Something like this:

/(^|\.\s+)(foo3[^.]*\.)/

Searches for the period marking the previous sentence (or the beginning of the string in the case of the first sentence), followed by spaces, then the start character sequence (in this case, foo3 ), followed by all non-period characters leading up to the period ending that sentence.

Demo: http://www.rubular.com/r/ROl2odiDn5


Here's how replacing the sentence might be implemented in practice:

var str = "foo bar. foo3 bar3. foo2 bar2.";
var regex = /(^|\.\s+)(foo3[^.]*\.)/g;
str = str.replace(regex, "$1new sentence.");
alert(str);

In this example, I use the regular expression replace and incorporate the extra matched characters (period from previous sentence) via $1 , followed by the new sentence that is to replace the old sentence. This ensures that the state of the other sentences in the paragraph remains unchanged. Note also that this example will update all matching sentences, since I use the /g (global) flag.
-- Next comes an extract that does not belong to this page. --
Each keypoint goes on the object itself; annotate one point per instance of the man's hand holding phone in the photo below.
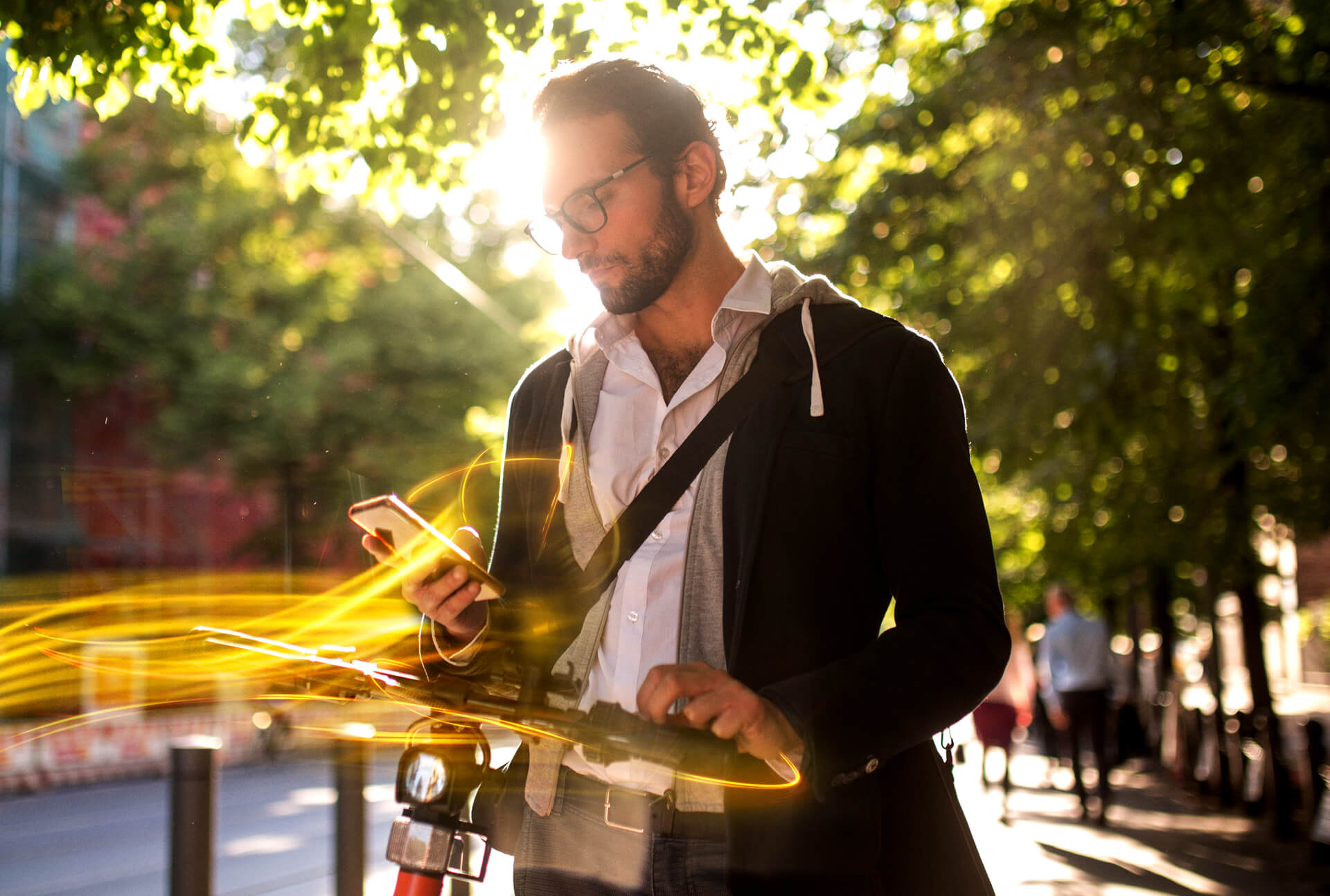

If you only want to change the first sentence, remove the g , or make your sentence matching more specific by including more beginning words.

Demo: http://jsfiddle.net/qPxFp/2/

shortest/most-efficient I can think of:

/foo3\b[^.]*\./

However, that has a few problems:

  • it will match up to a decimal number (like matching foo3 contributed $4. from foo3 contributed $4.83 million to the campaign.
  • it will technically match foo3 anywhere in a sentence to the end of the sentence (like matching foo3's guts. in I hate foo3's guts. )
  • it won't allow for sentences ending in exclamation points or question marks, for example

The following expression fixes these things - though it's a bit less efficient (by requiring some sort of whitespace or end-of-string after the punctuation):

/(^|[.!?]\s+)foo3\b.*?(?=[.!?](\s|$))[.!?]/

...replace with eg: $1Replacement sentence.